Oh, this is good.  I needed that laugh.

It would be BETTER (for the customer) if this company just sent an email that said, "If you reply to this email, we won't get it.  We don't know off hand who WILL get it, and we just simply don't care what you have to say to us."

Hahahahahaha


----------



## Bob Hubbard (Mar 21, 2008)

I get emails with that domain all the time.


----------



## Xue Sheng (Mar 21, 2008)

You are really only as safe as the idiot who has your address.

We had an incident where someone had the rights to get specific addresses and they were suppose to be confidential and they turned around a did a mass e-mail to everyone on the list plus a few others and BINGO spam away. 

Damage control on that one was sooooo much fun.


----------



## newGuy12 (Mar 21, 2008)

There's some pretty funny comments on slashdot about it.  The best one is this:

Say a company uses the return address 'merrilllynch@donotreply.com'.  Then, the guy who runs owns this domain configures his email server to auto-reply to all of the email sent to that address -- with the goatse picture in it.

Do you think that some starched white shirt would get a coffee stain over that?


----------



## Bob Hubbard (Mar 21, 2008)

Can't reply, too busy configuring a mail server....


----------



## shesulsa (Mar 21, 2008)

newGuy12 said:


> There's some pretty funny comments on slashdot about it.  The best one is this:
> 
> Say a company uses the return address 'merrilllynch@donotreply.com'.  Then, the guy who runs owns this domain configures his email server to auto-reply to all of the email sent to that address -- with the goatse picture in it.
> 
> Do you think that some starched white shirt would get a coffee stain over that?





Bob Hubbard said:


> Can't reply, too busy configuring a mail server....


:LFAO:


----------



## crushing (Mar 21, 2008)

WTF?  Why wouldn't they use donotreply@[I]mydomain[/I].com?  SO STUPID!!!!!


----------



## Carol (Mar 21, 2008)

crushing said:


> WTF?  Why wouldn't they use donotreply@[I]mydomain[/I].com?  SO STUPID!!!!!

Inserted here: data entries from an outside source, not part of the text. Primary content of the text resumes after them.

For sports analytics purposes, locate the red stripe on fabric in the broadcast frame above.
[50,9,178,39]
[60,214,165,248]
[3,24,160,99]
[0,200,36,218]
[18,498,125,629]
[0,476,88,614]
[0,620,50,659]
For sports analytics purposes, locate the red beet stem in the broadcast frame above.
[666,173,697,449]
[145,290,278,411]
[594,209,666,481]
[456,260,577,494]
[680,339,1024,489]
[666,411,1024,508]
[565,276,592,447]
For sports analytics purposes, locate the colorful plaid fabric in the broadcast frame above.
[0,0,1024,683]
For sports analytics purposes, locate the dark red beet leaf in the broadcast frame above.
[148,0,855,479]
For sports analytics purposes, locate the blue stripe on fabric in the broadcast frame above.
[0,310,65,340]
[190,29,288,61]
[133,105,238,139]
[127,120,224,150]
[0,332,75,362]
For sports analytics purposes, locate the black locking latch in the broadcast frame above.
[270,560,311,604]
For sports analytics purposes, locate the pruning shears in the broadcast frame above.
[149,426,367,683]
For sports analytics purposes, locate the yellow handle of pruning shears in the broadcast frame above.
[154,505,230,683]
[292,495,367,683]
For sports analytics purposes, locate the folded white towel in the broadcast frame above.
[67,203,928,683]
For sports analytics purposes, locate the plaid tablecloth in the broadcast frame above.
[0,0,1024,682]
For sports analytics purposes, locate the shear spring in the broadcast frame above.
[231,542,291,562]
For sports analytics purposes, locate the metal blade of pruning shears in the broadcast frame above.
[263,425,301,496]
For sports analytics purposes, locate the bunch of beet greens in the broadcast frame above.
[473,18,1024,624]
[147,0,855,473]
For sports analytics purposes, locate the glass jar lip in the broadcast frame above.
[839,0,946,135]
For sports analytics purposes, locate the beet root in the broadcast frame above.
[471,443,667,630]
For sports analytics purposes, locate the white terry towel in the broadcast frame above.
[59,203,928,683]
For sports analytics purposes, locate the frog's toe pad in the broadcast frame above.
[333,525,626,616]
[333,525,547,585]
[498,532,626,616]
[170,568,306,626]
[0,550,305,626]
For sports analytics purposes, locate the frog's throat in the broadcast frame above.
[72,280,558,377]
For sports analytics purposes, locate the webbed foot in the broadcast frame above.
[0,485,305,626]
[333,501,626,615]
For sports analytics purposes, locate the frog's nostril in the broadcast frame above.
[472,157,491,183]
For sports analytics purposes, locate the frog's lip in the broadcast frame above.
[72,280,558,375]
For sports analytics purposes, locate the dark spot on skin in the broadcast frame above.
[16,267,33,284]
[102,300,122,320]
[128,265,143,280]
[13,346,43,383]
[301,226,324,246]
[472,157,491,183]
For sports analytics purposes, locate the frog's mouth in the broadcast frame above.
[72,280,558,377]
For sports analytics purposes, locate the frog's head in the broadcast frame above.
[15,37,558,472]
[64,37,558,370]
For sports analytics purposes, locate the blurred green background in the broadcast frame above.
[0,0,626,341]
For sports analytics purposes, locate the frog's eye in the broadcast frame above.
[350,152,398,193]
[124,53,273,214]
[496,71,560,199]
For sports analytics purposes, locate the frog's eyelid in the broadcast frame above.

Not everyone can be telecom geniuses.  Only the few and the proud...


----------



## newGuy12 (Mar 21, 2008)

crushing said:


> WTF?  Why wouldn't they use donotreply@[I]mydomain[/I].com?  SO STUPID!!!!!



Yes, freaking idiots.

This is why it would be so funny if the guy who does on the domain did the 'auto-reply'.  Consider -- the company, for example, Merrill - Lynch -- sends this representative an email, basically saying (in "business - speak") -- "You will no longer be covered by our insurance, we are dropping you".

Then, this bloke responds to the email, saying something like, "But I don't undertand this -- I have paid the bill and have been insured by you for 10 years, blah, blah", you know,...


...and then the customer gets the REPLY back, with some big goatse picture there.  Now, if he was clueless enough to reply to the original email, he's now thinking, -- What kind of #### *morons* are working there?  First they drop my coverage, and now they show me this big picture of this man's *** in the email! 

"I will now call them on the telephone, I'll let them know who they are dealing with and straighten this thing out once and for all, they do not know who they are dealing with, but they will soon learn!"

Let this happen about 20 times.  Before long, there will be suits in this company who will try to reproduce the error.  They will make up some temporary email account, and send then have a company email sent to it, with this spooffed return address.  The fancy head guy will then reply, and then HE will get his picture of a buttocks right there!  

Oh, yes,

That would make a meeting get called right now.  Someone would be talking to someone important in that company real soon about that one!  Oh, yes.


----------



## newGuy12 (Mar 21, 2008)

Hahaha!

Yeah, just put on the reply, "Well, we really value your business, see, and let us demonstrate..."

"We really value it, and you can kiss us right here, Mr!"

Hahahahahaha!!!


----------